Read Playing with Fire Online

Authors: Michele Hauf

Playing with Fire (4 page)

Chapter Seven

Hours of online research finally netted results. I kicked myself mentally for not thinking of this in the first place. And where did I find the spell to unlock the Retriever? Inside the Council's archives, nestled deep within a collection of grimoires that had been scanned but never sorted, obviously, for the scatter of unordered information I'd had to sift through.

Parish handed me the colored jpeg we'd printed from the archives. It was blurry but the handwritten text was remarkably neat so I could read the Latin words with ease. But I didn't read them out loud because this was an action spell that required specific movements of my fingers around the cube. The right sequence would unlock it.

"Let's do this." I grabbed Parish's hand and marched her out into the foyer, but paused, unsure about charging into her father's room and taking control. "You lead."

She kissed me, and I realized I couldn't get enough of her kisses, and was happy we'd decided to continue this following what we were about to do. But I wasn't stupid. I didn't think it would last. The angel I'd once been did not compel me to have sex with her to create a monster, yet I had been compelled, there was no doubt about that. Yet when in demon form, well, I had wings of fire, which were not at all like my former angelic wings. So I had to hope all that was in the past.

Parish led me by the hand to stand beside her father's death bed. I could smell impending death, and knew it was so near we'd best hurry. Signaling to her that I would stand on one side of the bed and work the device, she nodded and walked around to the head of the bed and stroked her father's hair.

The old man roused and murmured his daughter's name. I ignored the touching scene and began to read the instructions, placing my fingers as instructed on the disk. The first sequence lit up the runes.

"I love you, Papa," Parish said, and I paused.

The disk went dark.
Concentrate. If you care about her, then get this right, even if you want the soul for yourself
. Because with a soul I could fall in love.

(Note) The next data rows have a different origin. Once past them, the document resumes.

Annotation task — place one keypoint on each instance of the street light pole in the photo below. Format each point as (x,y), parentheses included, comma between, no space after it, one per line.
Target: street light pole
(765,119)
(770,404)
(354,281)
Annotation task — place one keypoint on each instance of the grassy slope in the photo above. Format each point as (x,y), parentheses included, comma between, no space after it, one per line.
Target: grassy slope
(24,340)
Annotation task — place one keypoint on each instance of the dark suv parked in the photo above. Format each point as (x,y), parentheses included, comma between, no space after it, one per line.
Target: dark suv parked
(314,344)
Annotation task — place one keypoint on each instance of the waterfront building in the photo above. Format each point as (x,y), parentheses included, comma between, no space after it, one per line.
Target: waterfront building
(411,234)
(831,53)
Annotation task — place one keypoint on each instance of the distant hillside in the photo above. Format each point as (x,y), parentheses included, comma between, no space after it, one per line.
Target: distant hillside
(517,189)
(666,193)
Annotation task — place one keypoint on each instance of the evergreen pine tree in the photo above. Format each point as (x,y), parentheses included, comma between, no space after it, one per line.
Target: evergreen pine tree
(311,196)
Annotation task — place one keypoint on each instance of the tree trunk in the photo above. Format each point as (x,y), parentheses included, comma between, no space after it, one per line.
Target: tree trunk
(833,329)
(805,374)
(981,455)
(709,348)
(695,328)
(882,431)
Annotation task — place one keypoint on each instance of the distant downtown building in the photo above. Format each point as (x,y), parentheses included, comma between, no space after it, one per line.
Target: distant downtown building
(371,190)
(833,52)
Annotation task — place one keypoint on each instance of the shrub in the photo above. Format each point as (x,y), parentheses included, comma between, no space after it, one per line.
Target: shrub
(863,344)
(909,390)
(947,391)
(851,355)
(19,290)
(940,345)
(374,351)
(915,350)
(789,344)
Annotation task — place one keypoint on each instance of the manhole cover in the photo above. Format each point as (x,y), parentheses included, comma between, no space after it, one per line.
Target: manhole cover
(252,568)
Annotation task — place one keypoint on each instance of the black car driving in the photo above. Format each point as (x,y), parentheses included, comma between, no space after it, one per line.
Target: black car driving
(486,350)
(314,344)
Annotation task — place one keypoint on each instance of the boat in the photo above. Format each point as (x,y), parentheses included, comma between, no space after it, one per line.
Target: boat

But with a soul I'd surely become mortal.

It would be worth it to have Parish's love. Hell, I wanted to know what love felt like!

She caught my eye and the wondering innocence I saw there redirected me back to the task.

Forget the soul, be happy with the consolation prize, demon. It's more than you've ever had. It's more than you deserve.

"I'm ready," Lanzo Marazetti rasped, "to move on."

"To heaven," Parish whispered and kissed her father's forehead.

I moved my index finger across the disk. The device suddenly hummed and the top portion turned a quarter turn, flashing out a bright beam of blue light. A gasp caught in my throat. I'd unlocked it.

Quickly I placed the Retriever on Lanzo's chest and stepped back in preparation to be awed by what I expected would happen.

Parish, too stepped back, yet still held her father's hand. "Go in peace, Father," she said.

And the blue light spread out in a circle, glancing through the entire room, and moving through Parish and me. It hit me directly in the heart, and toppled me from my feet, and suddenly I was flying through the air. My back hit the plaster wall and I dropped. I cried out, I think, but I didn't hear my voice.

Something had gone wrong.

The blue light hit me with an intense feeling of love. Bathed within the cool sensation I stretched out my arms and took it all in. In that moment I knew my father's soul had reunited with his body, and in the next moment, I knew he had drawn his last breath. And that knowing filled me with peace.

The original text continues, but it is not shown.